Арсеньев и Яновский вынули свои карты.

— Поддерживаете старых знакомцев — поливановцев, — продолжал генерал. — Противник располагает крупнокалиберной артиллерией. Много авиации. Против вас — тоже старые знакомые — танковая дивизия СС — та самая, с которой имели дело под Егорлыком. Начало артподготовки назначено на пять ноль-ноль.

Генерал сел за стол:

— Попрошу вас поближе. Садитесь. Вот общая схема огневых средств противника. Схему вашего участка возьмёте в штабе. Надеюсь, моряки-разведчики уточнят её в ходе боя.

Получив боевую задачу, Арсеньев и Яновский вышли к своей машине. Людмила ждала их.

— Ну, теперь рассказывай по порядку, — Яновский уселся на заднее сиденье, — садись сюда! Вещи твои где?
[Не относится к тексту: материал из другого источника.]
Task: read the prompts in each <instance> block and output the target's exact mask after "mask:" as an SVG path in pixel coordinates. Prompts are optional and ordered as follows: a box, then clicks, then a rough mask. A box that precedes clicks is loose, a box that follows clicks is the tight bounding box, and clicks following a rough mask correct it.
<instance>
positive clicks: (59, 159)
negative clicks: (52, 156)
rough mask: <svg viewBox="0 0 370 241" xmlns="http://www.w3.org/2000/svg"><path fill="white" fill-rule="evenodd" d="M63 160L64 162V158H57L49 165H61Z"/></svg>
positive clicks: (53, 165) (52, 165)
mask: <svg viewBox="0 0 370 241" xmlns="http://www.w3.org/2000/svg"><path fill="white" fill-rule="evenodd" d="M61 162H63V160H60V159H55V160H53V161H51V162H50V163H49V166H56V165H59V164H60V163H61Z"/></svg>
— Какие там вещи! — рассмеялась Людмила. — Я сама себе не верю, что встретила вас.

Она рассказала, как пошла учиться в школу связи на бодистку, а потом перешла на отделение, готовящее полевых радистов.

— И вот закончила наконец. Скучища там жуткая!

— Как же ты попала к штабу ГМЧ? — спросил Яновский. — Случайно или специально пришла?

— Если по-честному, то специально, Владимир Яковлевич.

— Ах, да! Ведь у тебя тут старый знакомый — Рощин, — вспомнил Яновский.

Людмила вспыхнула:

— От вас не ожидала, Владимир Яковлевич!

— Ну, не сердись! А что плохого, если бы ты действительно шла к Рощину? — Яновский смотрел весело и лукаво. — Что брови насупила? Глазища так и горят!

— Я в полк хотела обратно, вот что! — выпалила Людмила. — Думала обратиться прямо к генералу. Третий день его караулю, все никак не поймаю, а внутрь не пускают. Наставили идолов! И тут вы подъехали… — Её сердитое лицо вдруг осветилось радостной улыбкой, — к счастью!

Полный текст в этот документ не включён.